Multiple myeloma (MM) is a malignancy characterized by the monoclonal proliferation of plasma cells within the bone marrow. Mutations in the KRAS and NRAS genes, particularly at codons 12, 13, and 61, are common and regulate the MAPK and PI3K/AKT/mTOR signaling pathways. Association studies in MM highlight the connection between these mutations and drug resistance or disease progression. However, the specific effects and biological implications of these mutations in MM remain poorly explored. Therefore, this thesis focuses on the role of the NRAS 182 A>G (Q61R) mutation in MM cells.

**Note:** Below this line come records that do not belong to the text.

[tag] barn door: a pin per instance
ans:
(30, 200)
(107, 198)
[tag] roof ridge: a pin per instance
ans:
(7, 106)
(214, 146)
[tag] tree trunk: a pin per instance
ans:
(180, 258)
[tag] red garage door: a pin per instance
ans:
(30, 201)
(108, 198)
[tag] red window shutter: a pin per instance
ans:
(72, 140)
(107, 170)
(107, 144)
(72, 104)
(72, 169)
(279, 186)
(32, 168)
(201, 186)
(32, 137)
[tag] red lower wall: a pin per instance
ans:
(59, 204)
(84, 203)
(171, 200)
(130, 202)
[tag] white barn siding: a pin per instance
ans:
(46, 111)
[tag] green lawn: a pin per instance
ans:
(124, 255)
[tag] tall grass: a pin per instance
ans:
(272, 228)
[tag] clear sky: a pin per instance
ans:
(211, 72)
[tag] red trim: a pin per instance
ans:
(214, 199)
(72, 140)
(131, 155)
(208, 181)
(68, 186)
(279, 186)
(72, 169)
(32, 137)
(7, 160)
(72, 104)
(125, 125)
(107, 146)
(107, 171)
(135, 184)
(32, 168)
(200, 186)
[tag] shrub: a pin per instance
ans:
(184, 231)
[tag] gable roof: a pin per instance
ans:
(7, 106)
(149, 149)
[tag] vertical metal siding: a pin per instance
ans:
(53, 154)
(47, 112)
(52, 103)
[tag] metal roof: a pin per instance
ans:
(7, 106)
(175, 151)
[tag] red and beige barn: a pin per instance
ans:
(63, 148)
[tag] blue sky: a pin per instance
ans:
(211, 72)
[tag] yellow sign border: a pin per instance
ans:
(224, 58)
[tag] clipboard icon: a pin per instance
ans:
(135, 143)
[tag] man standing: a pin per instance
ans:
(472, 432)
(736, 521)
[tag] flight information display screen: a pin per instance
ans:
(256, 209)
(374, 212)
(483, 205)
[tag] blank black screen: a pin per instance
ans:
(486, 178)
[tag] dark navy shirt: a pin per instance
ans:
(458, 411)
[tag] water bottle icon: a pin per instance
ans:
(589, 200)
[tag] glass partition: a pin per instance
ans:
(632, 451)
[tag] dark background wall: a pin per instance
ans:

We inhibited the endogenous mutated gene using siRNA in ARK cells heterozygous for the mutation. The efficiency and specificity of a siRNA panel targeting the NRAS 182 A>G mutation were evaluated. NRAS expression and protein levels of NRAS WT, Q61R, pERK, and pAKT were measured using real-time PCR, Western blot, and flow cytometry. NRAS inhibition resulted in a reduction of pERK, G1 phase cell cycle arrest, and decreased cell proliferation. In the OPM2 cell line, which possesses only one WT allele of NRAS, overexpression analyses were conducted using a stable and inducible system. The overexpression of the NRAS 182 A>G mutation led to increased pERK levels, cell proliferation, and migration. While pAKT was increased in both samples: NRAS 182 A>G and NRAS WT.
The findings suggest that the NRAS mutation induces MAPK activation through ERK, promoting cell proliferation, cell cycle progression, and migration.